The New York Times asks: How Green Are Electric Vehicles?
Its short answer is: Very green. But plug-in cars still have environmental effects.
Here are some of the Times suggestions to ensure fully green EVs:
- “Electric grids still need to get much, much cleaner before electric vehicles are truly emissions free…” Eliminating coal powered electricity from the grid makes for the greenest choice.
- Electric vehicles rely on raw materials — like cobalt, lithium and rare earth elements. Now mining methods are unsafe for miners and the surrounding environments. Mickaël Daudin of Pact, a nonprofit organization that works with mining communities in Africa, told the Times:
If companies acted responsibly, the rise of electric vehicles would be a great opportunity for countries like Congo, he said. But if they don’t, “they will put the environment, and many, many miners’ lives at risk.”

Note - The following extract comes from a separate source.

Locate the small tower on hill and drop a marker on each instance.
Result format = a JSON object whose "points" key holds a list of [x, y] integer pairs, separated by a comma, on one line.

3. Recycle lithium batteries. “99 percent of lead-acid batteries are recycled in the United States, estimated recycling rates for lithium-ion batteries are about 5 percent.” Recycling lithium batteries right now is problematic for the environment. However, another solution is reusing the batteries for electrical storage after their efficiency for running EVs has declined.
If done properly, though, used car batteries could continue to be used for a decade or more as backup storage for solar power, researchers at the Massachusetts Institute of Technology found in a study last year.